Rapporti di vicinato, distanze e confini: ristrutturazione, ricostruzione e nuova costruzione - RM

Quanto sovente affermato in ordine alla difficoltà interpretativa della fattispecie oggetto d’esame è tanto vero che la giurisprudenza ha spesso sentito l’esigenza di distinguere esplicitamente tra ristrutturazione, mera ricostruzione e nuova costruzione; in particolare, può oggi affermarsi che, nell'ambito delle opere edilizie - anche alla luce dei criteri di cui all'art. 31, comma 1 lett. d, l. 5 agosto 1978 n. 457 -, la semplice ristrutturazione si verifica ove gli interventi, comportando modificazioni esclusivamente interne, abbiano interessato un edificio del quale sussistano (e, all'esito degli stessi, rimangano inalterate) le componenti essenziali, quali i muri perimetrali, le strutture orizzontali e verticali, la copertura, mentre è ravvisabile la ricostruzione allorché dell'edificio preesistente siano venute meno, per evento naturale o per volontaria demolizione, dette componenti e l'intervento si traduca nell'esatto ripristino delle stesse, operato senza alcuna variazione rispetto alle originarie dimensioni dell'edificio (e, in particolare, senza aumenti della volumetria, né delle superfici occupate in relazione alla originaria sagoma di ingombro).

In presenza di tali aumenti, si verte, invece, in ipotesi di nuova costruzione - si veda, per un approfondimento, anche in relazione alla giurisprudenza qui citata, la terza edizione del trattato Riccardo Mazzon, "Rapporti di vicinato", Cedam 2018 -.

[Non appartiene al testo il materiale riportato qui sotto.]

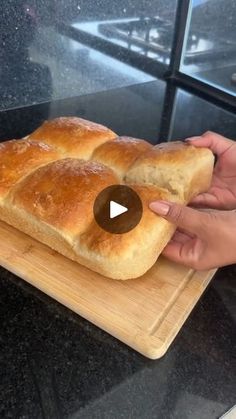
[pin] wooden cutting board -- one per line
(145, 313)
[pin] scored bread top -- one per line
(49, 182)
(19, 157)
(72, 135)
(121, 153)
(62, 193)
(178, 166)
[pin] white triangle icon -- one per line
(116, 209)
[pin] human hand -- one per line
(204, 239)
(222, 192)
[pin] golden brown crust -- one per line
(49, 194)
(181, 168)
(20, 157)
(123, 256)
(121, 153)
(76, 137)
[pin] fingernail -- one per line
(192, 138)
(160, 207)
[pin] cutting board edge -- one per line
(148, 345)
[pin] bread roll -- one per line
(121, 153)
(49, 182)
(74, 136)
(177, 166)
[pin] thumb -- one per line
(187, 218)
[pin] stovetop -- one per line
(154, 35)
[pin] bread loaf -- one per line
(49, 182)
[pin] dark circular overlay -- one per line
(122, 195)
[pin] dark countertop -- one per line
(54, 364)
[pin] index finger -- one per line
(215, 142)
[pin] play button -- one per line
(117, 209)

Nuova costruzione da considerare tale, ai fini del computo delle distanze, rispetto agli edifici contigui, come previste dagli strumenti urbanistici locali: (1) nel suo complesso, ove lo strumento urbanistico rechi una norma espressa con la quale le prescrizioni sulle maggiori distanze, previste per le nuove costruzioni, siano estese anche alle ricostruzioni; ovvero, ove una siffatta norma non esista, (2) solo nelle parti eccedenti le dimensioni dell'edificio originario.

Deriva da quanto precede, pertanto - anche con riguardo alla legge n. 457 del 1978 e all'art. 31 di questa - che la semplice constatazione dell'aumento di superficie e di volumetria è sufficiente a rendere l'intervento edilizio non riconducibile al paradigma normativo della ristrutturazione e all'esonero dall'osservanza delle distanze legali (vigenti al momento della realizzazione dell'opera) previsto per detto tipo di interventi.